A ideia do que é uma cidade inteligente ainda é bem controversa, diz o mestre e doutor Daniel Almeida Chagas

02/11/2022 11h00

Foto: Divulgação

Todos os dias surgem novos conceitos e critérios para definir as smart city (cidades inteligentes, em português). Contudo, uma ideia geral é clara: é preciso usar tecnologia para facilitar a vida do cidadão. Isso vale para o transporte, a mobilidade, a economia, a energia ou para qualquer serviço necessário à vida das pessoas.
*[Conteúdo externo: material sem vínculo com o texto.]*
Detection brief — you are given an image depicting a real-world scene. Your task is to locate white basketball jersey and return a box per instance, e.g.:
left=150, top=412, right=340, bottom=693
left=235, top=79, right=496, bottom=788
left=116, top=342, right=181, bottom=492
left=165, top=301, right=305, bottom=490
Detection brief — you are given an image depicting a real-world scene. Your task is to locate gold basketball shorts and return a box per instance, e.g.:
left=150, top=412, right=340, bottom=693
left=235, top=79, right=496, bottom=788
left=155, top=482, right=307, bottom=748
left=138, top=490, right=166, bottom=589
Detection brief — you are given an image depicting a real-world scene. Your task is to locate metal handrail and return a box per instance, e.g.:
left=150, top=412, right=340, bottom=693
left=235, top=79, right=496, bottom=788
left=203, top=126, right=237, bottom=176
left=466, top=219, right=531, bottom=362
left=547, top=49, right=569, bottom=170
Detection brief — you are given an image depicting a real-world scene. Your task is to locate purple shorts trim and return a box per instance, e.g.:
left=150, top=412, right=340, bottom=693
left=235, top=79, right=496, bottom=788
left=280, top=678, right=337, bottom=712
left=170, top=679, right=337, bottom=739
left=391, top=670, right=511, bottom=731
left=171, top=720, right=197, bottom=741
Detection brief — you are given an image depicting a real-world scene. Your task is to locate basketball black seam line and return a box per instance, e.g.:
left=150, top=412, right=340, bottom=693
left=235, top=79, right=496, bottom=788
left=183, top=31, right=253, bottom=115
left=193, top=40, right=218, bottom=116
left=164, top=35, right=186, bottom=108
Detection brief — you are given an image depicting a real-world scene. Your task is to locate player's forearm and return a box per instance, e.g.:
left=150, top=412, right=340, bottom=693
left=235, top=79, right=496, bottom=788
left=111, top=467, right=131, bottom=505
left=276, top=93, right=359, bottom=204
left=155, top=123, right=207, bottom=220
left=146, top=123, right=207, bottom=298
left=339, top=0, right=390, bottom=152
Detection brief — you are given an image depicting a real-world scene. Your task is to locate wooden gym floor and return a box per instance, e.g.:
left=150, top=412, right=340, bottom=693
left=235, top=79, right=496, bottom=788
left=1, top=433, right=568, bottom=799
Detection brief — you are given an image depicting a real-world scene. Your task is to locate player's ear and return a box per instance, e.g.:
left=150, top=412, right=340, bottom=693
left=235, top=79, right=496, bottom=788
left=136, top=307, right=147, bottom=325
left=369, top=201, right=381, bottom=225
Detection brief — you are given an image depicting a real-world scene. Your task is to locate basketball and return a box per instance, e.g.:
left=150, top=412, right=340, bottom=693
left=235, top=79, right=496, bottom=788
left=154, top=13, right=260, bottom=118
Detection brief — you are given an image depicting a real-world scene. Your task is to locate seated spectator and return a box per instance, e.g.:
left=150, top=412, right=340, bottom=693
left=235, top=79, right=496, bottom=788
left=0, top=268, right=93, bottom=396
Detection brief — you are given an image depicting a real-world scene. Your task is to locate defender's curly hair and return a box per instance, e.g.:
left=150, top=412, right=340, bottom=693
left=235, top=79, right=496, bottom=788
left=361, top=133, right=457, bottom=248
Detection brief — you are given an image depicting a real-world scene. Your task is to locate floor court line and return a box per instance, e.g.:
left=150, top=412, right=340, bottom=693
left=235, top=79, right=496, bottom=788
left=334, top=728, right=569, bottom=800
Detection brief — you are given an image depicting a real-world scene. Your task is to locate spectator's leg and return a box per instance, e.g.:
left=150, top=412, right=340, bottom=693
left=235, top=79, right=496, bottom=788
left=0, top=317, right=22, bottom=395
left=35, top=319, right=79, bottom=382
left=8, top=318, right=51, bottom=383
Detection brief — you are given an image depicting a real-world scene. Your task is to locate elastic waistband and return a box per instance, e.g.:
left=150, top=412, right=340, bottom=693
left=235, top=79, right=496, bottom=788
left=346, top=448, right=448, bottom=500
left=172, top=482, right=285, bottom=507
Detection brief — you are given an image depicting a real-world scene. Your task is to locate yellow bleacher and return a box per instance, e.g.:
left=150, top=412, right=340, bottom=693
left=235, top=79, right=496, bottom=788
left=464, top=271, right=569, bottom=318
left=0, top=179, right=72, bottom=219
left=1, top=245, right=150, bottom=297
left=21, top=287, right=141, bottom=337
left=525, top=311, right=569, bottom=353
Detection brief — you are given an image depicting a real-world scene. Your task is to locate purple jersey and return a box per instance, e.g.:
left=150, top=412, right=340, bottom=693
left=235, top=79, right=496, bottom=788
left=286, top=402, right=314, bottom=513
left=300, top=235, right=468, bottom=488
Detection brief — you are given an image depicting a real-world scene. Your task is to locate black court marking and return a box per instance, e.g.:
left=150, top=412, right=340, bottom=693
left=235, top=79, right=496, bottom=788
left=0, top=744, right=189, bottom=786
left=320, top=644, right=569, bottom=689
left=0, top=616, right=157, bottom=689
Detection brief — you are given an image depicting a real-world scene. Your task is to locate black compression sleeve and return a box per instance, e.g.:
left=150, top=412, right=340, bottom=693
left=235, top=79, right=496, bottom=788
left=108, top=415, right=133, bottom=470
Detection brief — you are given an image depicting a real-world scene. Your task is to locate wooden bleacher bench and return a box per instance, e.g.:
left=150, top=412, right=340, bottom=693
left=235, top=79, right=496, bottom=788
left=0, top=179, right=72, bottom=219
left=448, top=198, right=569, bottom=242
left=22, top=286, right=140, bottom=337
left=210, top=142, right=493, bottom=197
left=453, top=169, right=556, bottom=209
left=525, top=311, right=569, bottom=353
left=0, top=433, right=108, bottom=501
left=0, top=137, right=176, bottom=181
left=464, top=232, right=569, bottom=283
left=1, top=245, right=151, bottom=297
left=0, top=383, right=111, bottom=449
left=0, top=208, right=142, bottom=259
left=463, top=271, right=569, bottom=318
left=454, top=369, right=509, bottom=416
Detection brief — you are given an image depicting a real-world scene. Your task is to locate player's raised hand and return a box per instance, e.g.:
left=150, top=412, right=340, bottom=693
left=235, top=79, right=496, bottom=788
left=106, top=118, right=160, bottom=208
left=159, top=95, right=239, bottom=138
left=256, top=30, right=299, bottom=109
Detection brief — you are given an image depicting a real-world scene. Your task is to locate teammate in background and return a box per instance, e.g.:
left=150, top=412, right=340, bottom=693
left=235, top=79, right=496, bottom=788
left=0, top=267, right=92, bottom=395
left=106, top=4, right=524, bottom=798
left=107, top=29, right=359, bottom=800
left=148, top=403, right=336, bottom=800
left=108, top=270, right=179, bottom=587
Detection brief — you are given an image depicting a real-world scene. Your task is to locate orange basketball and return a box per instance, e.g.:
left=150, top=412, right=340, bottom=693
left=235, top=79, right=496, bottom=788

No entanto, esses setores podem mudar, pois atendem as necessidades específicas de cada local.

“Prefiro o conceito “cidade pensada”, uma cidade inteligente dar margem para dizermos que existem cidades que não são inteligentes, e a cidade é algo orgânico”, avalia o mestre e doutor em Informática Aplicada, coordenador e pesquisador do Laboratório de Pesquisa e Inovação em Cidades (Lapin) da Universidade de Fortaleza, instituição da Fundação Edson Queiroz, Daniel Almeida Chagas.

Com ampla experiência nas áreas de Interação Humano-Computador (IHC), robótica educacional, inovação de baixo custo, prototipação física, Internet das coisas (IoT) e user experience, o docente está na linha de frente criando soluções inovadoras para melhorar a qualidade de vida dos cearenses, por meio de projetos e parcerias firmadas no Lapin. Exemplos dos trabalhos desenvolvidos no laboratório são a criação colaborativa do capacete Elmo, equipamento de respiração não-invasivo que salvou milhares de vidas durante a pandemia da covid-19, e @Valie, sistema de coleta, armazenamento e visualização de avaliações de atendimento, baseado em totens interativos para facilitar a interação entre as prefeituras de Fortaleza e Sobral com a população das cidades.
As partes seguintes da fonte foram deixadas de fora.